Daphna smelled something sweet, a hint of licorice and lemon—tarragon?
“What is that?” she begged. “What are you doing?”
“It will help,” was all Dr. Lewis said. He injected Quinn in the arm.
Quinn seized violently. Now the tubes jerked out of his body and his blood began to spill. Then he collapsed, and the monitors went berserk.
Daphna staggered back as Dr. Lewis spun round, frantically reinserting the tubes. Then he grabbed those paddles she’d only seen on TV and shocked Quinn with them. Mr. Brown had also backed away. He sat down again.
The crazy beeping machines settled down.
“Is—is he okay?” Daphna asked, crying now. If Quinn—
“Is he back?” Mr. Brown asked. “Is he coming back?”
“Coma, I fear,” said Dr. Lewis. He didn’t sound panicked at all, which was both disturbing and reassuring.

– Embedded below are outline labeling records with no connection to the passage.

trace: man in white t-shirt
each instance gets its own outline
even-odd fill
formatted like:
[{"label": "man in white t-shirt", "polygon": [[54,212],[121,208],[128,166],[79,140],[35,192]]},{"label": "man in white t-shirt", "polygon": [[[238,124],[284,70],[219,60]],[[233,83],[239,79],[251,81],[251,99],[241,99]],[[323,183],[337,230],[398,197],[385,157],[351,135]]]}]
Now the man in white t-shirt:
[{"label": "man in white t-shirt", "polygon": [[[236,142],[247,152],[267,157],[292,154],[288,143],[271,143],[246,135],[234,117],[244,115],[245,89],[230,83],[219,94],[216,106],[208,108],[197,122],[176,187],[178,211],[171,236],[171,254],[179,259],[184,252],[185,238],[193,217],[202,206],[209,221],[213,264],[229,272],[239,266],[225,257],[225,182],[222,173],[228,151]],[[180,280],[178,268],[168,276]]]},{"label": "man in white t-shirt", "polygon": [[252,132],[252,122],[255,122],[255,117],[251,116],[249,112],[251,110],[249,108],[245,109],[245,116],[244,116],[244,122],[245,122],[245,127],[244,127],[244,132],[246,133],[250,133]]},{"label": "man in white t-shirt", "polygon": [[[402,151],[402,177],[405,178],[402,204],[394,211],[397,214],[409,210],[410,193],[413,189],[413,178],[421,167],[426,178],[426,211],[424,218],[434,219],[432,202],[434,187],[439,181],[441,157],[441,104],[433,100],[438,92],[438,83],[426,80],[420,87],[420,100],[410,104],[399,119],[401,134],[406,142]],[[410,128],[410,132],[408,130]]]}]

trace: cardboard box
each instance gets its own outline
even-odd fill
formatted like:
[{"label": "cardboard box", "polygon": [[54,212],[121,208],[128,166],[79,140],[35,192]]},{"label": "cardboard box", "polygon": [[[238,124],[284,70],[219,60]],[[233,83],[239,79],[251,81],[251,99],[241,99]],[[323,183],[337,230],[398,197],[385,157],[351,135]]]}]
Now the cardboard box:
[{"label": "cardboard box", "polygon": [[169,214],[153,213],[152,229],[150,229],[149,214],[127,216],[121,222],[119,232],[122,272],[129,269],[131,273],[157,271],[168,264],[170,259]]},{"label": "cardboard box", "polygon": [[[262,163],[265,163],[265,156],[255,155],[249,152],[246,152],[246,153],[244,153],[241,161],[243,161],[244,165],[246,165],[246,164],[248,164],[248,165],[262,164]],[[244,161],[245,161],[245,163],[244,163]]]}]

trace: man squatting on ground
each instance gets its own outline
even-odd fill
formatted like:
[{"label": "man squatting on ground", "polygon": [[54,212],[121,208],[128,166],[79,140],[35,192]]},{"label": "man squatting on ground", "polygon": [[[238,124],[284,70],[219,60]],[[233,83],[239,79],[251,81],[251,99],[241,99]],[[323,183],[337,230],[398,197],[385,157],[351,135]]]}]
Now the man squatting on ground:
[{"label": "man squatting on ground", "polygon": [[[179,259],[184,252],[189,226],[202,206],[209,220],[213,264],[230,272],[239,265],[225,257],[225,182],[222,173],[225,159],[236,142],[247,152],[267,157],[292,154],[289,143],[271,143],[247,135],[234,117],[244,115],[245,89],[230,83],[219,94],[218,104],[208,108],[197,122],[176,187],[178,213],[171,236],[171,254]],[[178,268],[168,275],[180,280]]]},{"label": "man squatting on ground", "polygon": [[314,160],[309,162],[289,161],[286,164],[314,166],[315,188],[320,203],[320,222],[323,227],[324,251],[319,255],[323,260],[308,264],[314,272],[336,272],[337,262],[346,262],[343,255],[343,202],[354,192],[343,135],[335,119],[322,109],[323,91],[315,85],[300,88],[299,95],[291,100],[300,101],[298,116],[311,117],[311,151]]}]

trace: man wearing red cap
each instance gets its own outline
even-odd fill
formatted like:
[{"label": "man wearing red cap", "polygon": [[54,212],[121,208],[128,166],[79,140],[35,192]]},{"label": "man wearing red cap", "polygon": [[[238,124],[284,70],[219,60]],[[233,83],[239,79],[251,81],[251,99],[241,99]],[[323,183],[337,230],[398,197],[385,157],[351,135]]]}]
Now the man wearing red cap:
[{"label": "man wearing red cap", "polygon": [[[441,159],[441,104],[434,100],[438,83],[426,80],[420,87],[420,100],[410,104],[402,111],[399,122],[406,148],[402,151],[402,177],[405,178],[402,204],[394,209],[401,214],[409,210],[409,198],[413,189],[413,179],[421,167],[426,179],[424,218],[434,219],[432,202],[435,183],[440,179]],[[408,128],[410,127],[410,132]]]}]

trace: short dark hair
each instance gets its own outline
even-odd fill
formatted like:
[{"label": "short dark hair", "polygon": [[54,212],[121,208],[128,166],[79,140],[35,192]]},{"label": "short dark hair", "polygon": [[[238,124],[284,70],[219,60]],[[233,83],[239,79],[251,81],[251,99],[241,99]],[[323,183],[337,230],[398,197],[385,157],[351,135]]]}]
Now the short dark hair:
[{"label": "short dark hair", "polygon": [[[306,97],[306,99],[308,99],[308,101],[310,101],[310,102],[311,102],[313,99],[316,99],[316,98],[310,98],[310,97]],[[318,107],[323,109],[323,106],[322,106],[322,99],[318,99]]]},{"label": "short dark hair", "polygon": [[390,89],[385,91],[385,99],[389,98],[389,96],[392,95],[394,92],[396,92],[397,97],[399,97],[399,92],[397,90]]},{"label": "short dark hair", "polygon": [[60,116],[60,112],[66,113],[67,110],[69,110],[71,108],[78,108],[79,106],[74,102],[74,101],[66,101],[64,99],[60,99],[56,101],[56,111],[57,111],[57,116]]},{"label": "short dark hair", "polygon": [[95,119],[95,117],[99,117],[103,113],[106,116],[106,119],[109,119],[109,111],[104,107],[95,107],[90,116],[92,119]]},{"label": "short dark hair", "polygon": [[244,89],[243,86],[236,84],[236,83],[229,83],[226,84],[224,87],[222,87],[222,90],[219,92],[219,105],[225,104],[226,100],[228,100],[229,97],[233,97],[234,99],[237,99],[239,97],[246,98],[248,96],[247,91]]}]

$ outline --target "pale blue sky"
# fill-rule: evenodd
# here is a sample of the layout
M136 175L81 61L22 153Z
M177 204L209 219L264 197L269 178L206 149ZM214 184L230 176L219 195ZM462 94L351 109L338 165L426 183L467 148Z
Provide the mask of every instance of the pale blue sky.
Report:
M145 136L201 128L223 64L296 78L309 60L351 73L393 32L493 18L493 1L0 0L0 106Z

“Coma?” Daphna whined. “He’s in a—?” She moved to take Quinn’s hand, but felt her foot squish something—those gumdrops. She reached down and pried the hunk off her shoe, but instead of tossing it away, she looked at it.
Then she looked at it closer.
Each gumdrop had a letter on it. There were four in her clump: A, T, C, and G.
Daphna squatted down and sorted through the others scattered on the floor. They were all A’s, T’s, C’s and G’s.
She got up, white as a sheet, her mind spinning.
Mr. Brown looked at her.
Suddenly, Daphna understood. She knew exactly why she’d been attracted to a single Book in the Light, why she knew in her very soul that it was hers.
It was hers.
“Quinn didn’t go to Purgatory,” she said, her voice hitching, “he went to Heaven. The Books in Heaven—They contain the formulas for our DNA. We come from those Books, and we return to them when we die. Those Books contain people’s souls—and they’re burning!”
Daphna didn’t have time to observe how this was received because her phone rang. She ripped it out of her pocket.
It was a one word text message from her brother.